Driving the stacks required depth. “What was described to us was the first 25 feet that the piles were oozing,” says Jobes. “He didn’t take any driving.”
To bring the building up to code, the design reused the historic wood truss system and enhanced it with a new steel frame, alternating between the existing wood trusses and columns and the new green steel. “There’s a new structure woven in between the old structure,” says Jobes. “It’s clear which is old and which is new. We basically have a whole new building inside the existing building, almost a changing seismic code data landscape.”
The reused materials help the building retain its historic character but also reduce the carbon impact of the project.
Photo courtesy of the Port of Seattle
During the final movement, Jobes says the structure was literally hung from a crane, like a shirt on a hanger, and the columns were different lengths due to settlement, requiring new column bases at varying heights.
In the end, the port kept the building’s historic 15,693 gross square meters envelope, preserving the original dimensions of the structure.
Purnell says dealing with the floors was always going to be tricky, with wooden piers rotting and leaving voids in place. Although the team knew they would find many surprises centered in the soil, they were not prepared to discover a 5,000-gallon riveted tank underground. “I still had old fuel from who knows what at the time,” Purnell says. “It had to be corrected.” The team also encountered an archaeological find and settlement issues when working with existing utilities.

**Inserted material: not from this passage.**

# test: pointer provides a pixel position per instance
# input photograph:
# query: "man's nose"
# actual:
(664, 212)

“If you name it, we found it out there,” says Purnell. “It was a lot of banging for a while there. What we had considered the biggest risk was the known unknowns.”
The Maritime Innovation Center will serve as a hub of activity on Seattle’s waterfront, providing a visible example of the fusion of historic and modern elements.

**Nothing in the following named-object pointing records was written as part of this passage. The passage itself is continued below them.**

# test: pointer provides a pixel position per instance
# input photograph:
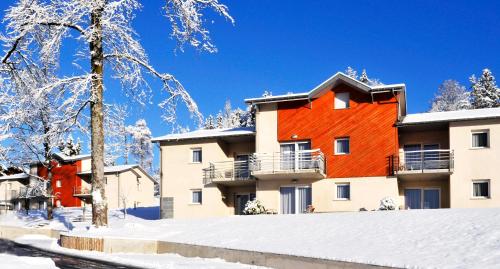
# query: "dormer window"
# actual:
(341, 100)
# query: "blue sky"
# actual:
(291, 46)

Photo courtesy of the Port of Seattle
Dealing with the old and adding the new didn’t even consider the LBC component of the project. Chris Hellstern, director of sustainability at Miller Hull Partnership with expertise in the Living Building Challenge, says he is proud of the way they repurposed the building. “The idea of being able to take a 110-year-old structure on a working waterfront and rehabilitate it is new to the Living Building Challenge,” he says. “It’s the oldest renovation and the first on a working waterfront.”
Hellstern says opting for an LBC project aligned with the port’s energy and water goals while becoming the greenest port in North America. One of the key benefits was the reuse of existing building materials to reduce embodied carbon. The team hosted the old school trades. Craftsmen reworked the solid wood of the old structure into hand-crafted laminated wood decks. Jobes says that virtually every piece of wood that wasn’t contaminated was reused in some way. A derelict interior portico built of wood was key to this, and parts of the old wood were reclaimed as oversized benches for the interior of the building and served as bollards outside.

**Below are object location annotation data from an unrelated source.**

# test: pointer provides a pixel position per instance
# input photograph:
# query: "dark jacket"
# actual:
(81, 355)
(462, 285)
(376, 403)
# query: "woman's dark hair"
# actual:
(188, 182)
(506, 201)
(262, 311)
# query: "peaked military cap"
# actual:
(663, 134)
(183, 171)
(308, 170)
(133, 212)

Arguably the most unique element brought by the LBC was that the building drew its own gray and black water from the site. With Seattle’s already strict energy codes, the port stepped up to the plate with an efficient envelope, a geothermal exchange system, photovoltaic panels and all-electric systems.
“I hope people take away that these types of buildings are possible today,” says Hellstern, noting that the biggest challenges were not related to the LBC and that even a risk-averse agency like a port can take on such a project. “It shows a path for so many other organizations across the country.”